2.4. Neuropilins and Plexins Are Associated with Immune Infiltration Subtypes and Tumor Microenvironment in Cancer

Similar to SEMA3s, where SEMA3A and SEMA3E are among the so-called “immuno” semaphorins [42,43,44,45], SEMA3 receptors NRPs and PLXNs also play important roles in immune responses [14,46]. For example, both NRPs have shown to be expressed in multiple types of immune cells, such as dendritic cells (DCs), macrophages, T cell subpopulations, and crucial to regulate immune responses under normal as well as clinical conditions [14]. PLXNA1 can interact with SEMA3A to regulate DC cell movement [47], and interact with SEMA6D to play important roles in immune response and bone homeostasis [48]. In addition, PLXNB1 was found to be important in controlling germinal center formation and long-term B cell immune responses [49]. In this study, we extended our previous study of SEMA3s [11] to SEMA3 receptors to test the correlation between their expression and tumor infiltrates, as well as their association with the expression of immune blockade molecules PD1/PDL1 and CTLA-4 in cancer TME. PD1/PDL1 and CTLA-4 have been used as immunotherapeutic targets in a number of cancer types with high expression of these genes.

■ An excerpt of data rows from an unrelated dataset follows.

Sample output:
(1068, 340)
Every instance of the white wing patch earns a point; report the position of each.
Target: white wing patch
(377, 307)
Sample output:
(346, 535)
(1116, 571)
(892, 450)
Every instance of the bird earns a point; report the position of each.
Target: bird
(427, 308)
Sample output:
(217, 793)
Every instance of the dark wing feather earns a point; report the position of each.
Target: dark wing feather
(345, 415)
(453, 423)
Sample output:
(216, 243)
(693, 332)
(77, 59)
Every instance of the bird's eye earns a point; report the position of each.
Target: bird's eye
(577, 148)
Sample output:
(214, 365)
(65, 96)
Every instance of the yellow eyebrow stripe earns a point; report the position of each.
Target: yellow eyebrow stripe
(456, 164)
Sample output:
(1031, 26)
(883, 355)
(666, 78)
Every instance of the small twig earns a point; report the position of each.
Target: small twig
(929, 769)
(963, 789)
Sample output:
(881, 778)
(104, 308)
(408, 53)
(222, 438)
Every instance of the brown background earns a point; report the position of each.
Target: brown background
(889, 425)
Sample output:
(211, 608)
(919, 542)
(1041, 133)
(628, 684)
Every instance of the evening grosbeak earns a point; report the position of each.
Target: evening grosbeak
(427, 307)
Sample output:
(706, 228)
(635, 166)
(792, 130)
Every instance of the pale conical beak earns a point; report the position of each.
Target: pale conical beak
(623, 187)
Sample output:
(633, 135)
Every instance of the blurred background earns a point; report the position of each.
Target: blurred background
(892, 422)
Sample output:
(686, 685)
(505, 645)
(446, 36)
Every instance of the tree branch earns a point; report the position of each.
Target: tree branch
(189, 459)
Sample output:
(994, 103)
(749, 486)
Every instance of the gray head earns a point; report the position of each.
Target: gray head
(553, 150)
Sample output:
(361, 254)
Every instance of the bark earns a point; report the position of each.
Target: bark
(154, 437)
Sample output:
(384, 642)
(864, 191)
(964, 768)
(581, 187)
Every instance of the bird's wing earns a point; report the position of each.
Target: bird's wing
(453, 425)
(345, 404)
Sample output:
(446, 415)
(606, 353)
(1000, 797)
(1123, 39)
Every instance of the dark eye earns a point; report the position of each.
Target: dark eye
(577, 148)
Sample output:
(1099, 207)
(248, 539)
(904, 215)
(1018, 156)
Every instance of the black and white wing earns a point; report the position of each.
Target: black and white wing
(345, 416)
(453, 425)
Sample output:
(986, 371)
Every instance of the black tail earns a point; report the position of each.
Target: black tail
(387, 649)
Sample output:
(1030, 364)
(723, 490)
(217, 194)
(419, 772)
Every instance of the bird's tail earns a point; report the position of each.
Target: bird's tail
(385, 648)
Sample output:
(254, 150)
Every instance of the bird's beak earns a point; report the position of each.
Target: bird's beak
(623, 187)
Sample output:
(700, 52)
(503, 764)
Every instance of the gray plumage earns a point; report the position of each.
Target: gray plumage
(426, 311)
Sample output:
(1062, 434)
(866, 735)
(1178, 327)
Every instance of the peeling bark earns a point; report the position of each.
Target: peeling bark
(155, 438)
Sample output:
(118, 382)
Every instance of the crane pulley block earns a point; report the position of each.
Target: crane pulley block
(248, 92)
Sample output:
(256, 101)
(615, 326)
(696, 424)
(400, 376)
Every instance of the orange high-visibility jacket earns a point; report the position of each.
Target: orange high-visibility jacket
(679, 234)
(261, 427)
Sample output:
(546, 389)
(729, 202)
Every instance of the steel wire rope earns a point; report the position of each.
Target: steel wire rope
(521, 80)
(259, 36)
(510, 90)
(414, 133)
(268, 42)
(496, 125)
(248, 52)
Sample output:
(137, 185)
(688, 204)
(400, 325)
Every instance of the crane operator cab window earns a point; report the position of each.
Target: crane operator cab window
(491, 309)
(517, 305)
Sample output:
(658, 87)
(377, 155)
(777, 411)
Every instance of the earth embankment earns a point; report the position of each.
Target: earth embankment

By using the Cancer Genome Atlas (TCGA) pan-cancer data, six types of immune infiltrates were identified across all cancer tumors that correspond from tumor promoting to tumor suppressive [50]. They are C1 (wound healing), C2 (INF-r dominant), C3 (inflammatory), C4 (lymphocyte depleted), C5 (immunologically quiet), and C6 (TGFβ-dominant). Among the six immune infiltrate subtypes, patients characterized into C3 and C5 immune subtypes had significantly better survival than those belonging to other immune subtypes, where patients belonging to C4 and C6 subtypes had the least favorable survival [11,50]. We previously showed that SEMA3A, SEMA3C, SEMA3E and SEMA3F were associated with more aggressive immune subtypes (C1, C2, and C6), while the other SEMA3s were associated with immune subtypes predicting better survival [11]. Here, we compared the expression of NRPs and PLXNs among different immune infiltrate subtypes. Different NRP and PLXN genes showed distinct association patterns with different immune subtypes (Figure 4A). NRP1, PLXNB2, and PLXND1 showed increased expression in C3 and C6, and decreased expression in C5, while PLXNB3 had increased expression in C4 and C5, indicating they may play both tumor promoter and tumor suppressor roles as C3 and C5 subtypes associated the most with better survival, but subtypes C4 and C6 associated with worse survival, respectively. PLXNA4 and PLXNB1 had significantly increased expression in subtype C5, suggesting an association between higher gene expression and favorable immune infiltrate type, indicating a tumor suppressor role. In contrast, PLXNA1 showed higher expression in C1, C2 and C6, NRP2 and PLXNC1 had increased expression in C6, indicating that these genes may mainly play a tumor promoter role as patients characterized into those subtypes had worse survival due to higher proliferation rate and enrichment of TGFβ [11,50]. PLXNA2 and PLXNA3 showed no significant differential expression among all six subtypes (Figure 4A). In summary, the distinct expression patterns of SEMA3 receptors in different immune subtypes suggest that the function of each gene is also immune subtype dependent.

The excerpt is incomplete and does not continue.